Televisi analog yang bersiaran sekarang ini menggunakan satu frekuensi untuk satu televisi, dan dalam sistem digitalisasi satu frekuensi tersebut akan mampu dipecah 8 sampai 12 slot siaran. Tentu ini akan menjadi penghematan frekuensi yang begitu besar dan akan memberi keuntungan tersendiri bagi negara (digital dividen). 
 
Proses digitalisasi media penyiaran ini telah dimulai, Kementerian Komunikasi dan Informatika (Kemenkominfo) mengurusi Lembaga Penyelenggara Penyiaran Multipleksing (LPPM) dan DPR RI Komisi I fokus pada regulasi digitalisasi pada undang-undang penyiaran. Rencananya, secara teknis akan ada pemisahan pengelolaan sistem siaran digital, yaitu antara pengelola infrastruktur dan penyedia konten siaran. Dalam hal ini, perusahaan televisi yang ada saat ini lebih diarahkan pada penyedia konten siaran. 
 
Namun dalam prosesnya, dinamika digitalisasi media penyiaran cukup kompleks.

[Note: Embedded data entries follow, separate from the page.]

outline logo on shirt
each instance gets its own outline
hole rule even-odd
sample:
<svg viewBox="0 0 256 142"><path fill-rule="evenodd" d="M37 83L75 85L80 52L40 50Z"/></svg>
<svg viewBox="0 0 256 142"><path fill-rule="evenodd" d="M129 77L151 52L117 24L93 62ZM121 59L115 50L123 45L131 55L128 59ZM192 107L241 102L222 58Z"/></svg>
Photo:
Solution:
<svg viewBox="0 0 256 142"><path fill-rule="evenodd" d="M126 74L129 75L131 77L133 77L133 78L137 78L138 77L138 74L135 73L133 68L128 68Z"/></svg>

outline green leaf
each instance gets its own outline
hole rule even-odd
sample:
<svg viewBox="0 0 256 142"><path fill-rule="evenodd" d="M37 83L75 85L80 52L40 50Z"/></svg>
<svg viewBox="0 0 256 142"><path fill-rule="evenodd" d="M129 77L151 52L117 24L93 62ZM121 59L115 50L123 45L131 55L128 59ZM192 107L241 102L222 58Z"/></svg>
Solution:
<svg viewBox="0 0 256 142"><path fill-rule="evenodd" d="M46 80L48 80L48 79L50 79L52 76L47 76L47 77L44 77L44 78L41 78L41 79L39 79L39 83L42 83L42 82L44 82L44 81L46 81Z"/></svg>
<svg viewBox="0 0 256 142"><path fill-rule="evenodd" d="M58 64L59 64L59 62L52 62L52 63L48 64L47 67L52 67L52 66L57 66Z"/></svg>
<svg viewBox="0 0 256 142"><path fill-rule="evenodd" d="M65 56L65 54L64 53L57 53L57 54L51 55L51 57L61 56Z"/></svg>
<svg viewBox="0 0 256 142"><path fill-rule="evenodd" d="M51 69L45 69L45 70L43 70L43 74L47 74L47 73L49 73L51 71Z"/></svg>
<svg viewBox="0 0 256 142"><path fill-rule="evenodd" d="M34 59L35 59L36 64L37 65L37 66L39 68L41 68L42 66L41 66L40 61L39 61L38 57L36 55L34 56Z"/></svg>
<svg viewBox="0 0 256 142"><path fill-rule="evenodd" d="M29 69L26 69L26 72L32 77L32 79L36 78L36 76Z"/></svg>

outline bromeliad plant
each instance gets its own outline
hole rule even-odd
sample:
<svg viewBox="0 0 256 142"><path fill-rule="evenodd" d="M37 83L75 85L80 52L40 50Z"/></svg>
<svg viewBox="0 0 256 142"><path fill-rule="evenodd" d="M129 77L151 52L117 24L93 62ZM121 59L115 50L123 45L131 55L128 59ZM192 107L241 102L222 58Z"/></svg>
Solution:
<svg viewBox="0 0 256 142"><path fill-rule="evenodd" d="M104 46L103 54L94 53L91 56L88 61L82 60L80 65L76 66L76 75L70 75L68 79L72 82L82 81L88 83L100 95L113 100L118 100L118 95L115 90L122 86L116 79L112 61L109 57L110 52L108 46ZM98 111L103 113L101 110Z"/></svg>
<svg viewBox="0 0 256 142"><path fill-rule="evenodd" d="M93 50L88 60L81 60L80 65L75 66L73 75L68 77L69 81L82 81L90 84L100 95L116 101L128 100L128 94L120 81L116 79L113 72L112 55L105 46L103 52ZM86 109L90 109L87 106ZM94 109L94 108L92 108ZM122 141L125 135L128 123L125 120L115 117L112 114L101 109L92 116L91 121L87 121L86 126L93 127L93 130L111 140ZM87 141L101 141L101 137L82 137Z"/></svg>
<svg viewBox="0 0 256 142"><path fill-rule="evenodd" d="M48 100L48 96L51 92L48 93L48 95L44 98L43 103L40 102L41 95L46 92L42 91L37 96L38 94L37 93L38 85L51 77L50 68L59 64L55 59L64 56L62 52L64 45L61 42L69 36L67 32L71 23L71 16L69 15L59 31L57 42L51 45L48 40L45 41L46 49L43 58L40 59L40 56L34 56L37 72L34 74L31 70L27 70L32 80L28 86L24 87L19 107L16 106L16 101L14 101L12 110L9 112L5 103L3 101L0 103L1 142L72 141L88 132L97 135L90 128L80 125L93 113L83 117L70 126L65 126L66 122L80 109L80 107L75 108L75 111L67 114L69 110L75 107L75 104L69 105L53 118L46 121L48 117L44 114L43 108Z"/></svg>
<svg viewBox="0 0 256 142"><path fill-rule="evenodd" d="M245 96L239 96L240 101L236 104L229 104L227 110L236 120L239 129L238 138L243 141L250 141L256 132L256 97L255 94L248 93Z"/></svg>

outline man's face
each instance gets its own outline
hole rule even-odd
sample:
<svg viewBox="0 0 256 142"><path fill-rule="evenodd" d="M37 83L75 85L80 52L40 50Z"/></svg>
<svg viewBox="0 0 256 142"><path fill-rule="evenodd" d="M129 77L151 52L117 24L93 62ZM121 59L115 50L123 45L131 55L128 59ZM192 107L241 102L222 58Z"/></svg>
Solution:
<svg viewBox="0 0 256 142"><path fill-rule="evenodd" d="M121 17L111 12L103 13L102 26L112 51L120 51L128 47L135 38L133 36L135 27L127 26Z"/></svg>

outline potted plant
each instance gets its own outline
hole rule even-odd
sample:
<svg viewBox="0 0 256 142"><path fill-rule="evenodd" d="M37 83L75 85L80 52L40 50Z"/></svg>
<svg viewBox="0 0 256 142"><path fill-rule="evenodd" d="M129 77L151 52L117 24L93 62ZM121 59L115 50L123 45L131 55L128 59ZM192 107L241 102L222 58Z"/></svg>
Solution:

Rencana digitalisasi akan dilakukan secara merata pada tahun 2018 tampaknya masih belum mungkin terealisasi, mengingat masih terdapat persoalan yang masih belum terselesaikan. Pertama, belum adanya regulasi pasti yang akan menjadi payung hukum proses digitalisai. Meskipun saat ini RUU penyiaran pengganti UU No.32 tahun 2002 sedang masa pembahasan dan digitalisasi akan dimasukkan dalam pembahasan tersebut, namun belum ada kepastian kapan selesai dan bagaimana RUU yang baru nantinya. Tentu kondisi ini akan memperlambat sistem kerja. 
 
Kedua, infrastruktur seperti menara pemancar, antena dan saluran transmisi yang semula analog akan beralih ke digital. Pada tataran masyarakat, televisi yang dimiliki saat ini diharuskan memiliki set top box untuk menangkap siaran digital. Untuk infrastruktur seperti ini masih belum selesai pembahasannya, sedangkan perusahaan-perusahaan telah siap untuk berebut kue proyek digitalisasi ini. 
 
Ketiga, ketimpangan ekonomi dan pembangunan yang belum merata menjadikan renungan tersendiri dalam proses digitalisasi ini. Indonesia di satu bagian telah siap seutuhnya dengan digitalisasi, tapi Indonesia juga memiliki bagian lain yang masih butuh perhatian. Pemerintah tampaknya harus berbalik badan dulu untuk berbenah di dalam negeri sebelum akhirnya kita mengadopsi kemajuan teknologi.
 
Secara umum, aspek sosial, politik dan ekonomi di Indonesia akan sangat besar memberi pengaruh terhadap kebijakan digitalisasi ini. Digitalisasi penyiaran adalah sebuah keniscayaan, mau tidak mau kita pasti akan berada pada masa itu. ***
 
*Penulis Adalah Mahasiswa Pascasarjana Ilmu Komunikasi Universitas Gadjah Mada.